DOMINGO 12-B DEL TIEMPO ORDINARIO

NVulgata 1 Ps 2 EConcordia y ©atena Aurea (en)

 

         (1/4) San Juan Pablo II, Homilía de beatificación 23-6-1985 (it):

         «1. “Nos apremia el amor de Cristo” (2Co 5, 14).

         Estas palabras de san Pablo, con las que nos abre todo su corazón, hacen comprender cuál era el resorte secreto de su vida de santo, de pastor y de apóstol.

         Las mismas palabras pueden decir todos los que quieren vivir hasta el fondo el amor de Cristo (…). ¿Qué es lo que llevaba a san Pablo a sentirse aferrado y totalmente poseído por el amor de Cristo? ¿Cómo este amor pudo convertirse de manera tan total en el centro propulsor de toda su actuación?

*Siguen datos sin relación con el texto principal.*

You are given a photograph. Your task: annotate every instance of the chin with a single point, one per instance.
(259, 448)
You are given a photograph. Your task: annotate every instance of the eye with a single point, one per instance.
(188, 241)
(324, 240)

Lo dice él mismo con las palabras siguientes: se sentía “apremiado” de manera casi irresistible “al considerar que uno”, es decir, Cristo, “murió por todos” (ib.).

  1. Cristo, Cordero inocente, con el sacrificio de sí mismo, dio la vida a toda la humanidad muerta por el pecado. Si “uno murió por todos”, entonces, “todos murieron” (ib.); y gracias a la muerte de este “uno”, recuperan la vida.

Lo mismo que Cristo murió por nosotros, así también nosotros debemos estar “muertos”: “muertos al pecado” (Rm 6, 11), conformes con Jesús en la muerte (cf Flp 3, 10; 2Co 4, 10), “sepultados con él en el bautismo” (cf Col 2, 12; Rm 6, 4).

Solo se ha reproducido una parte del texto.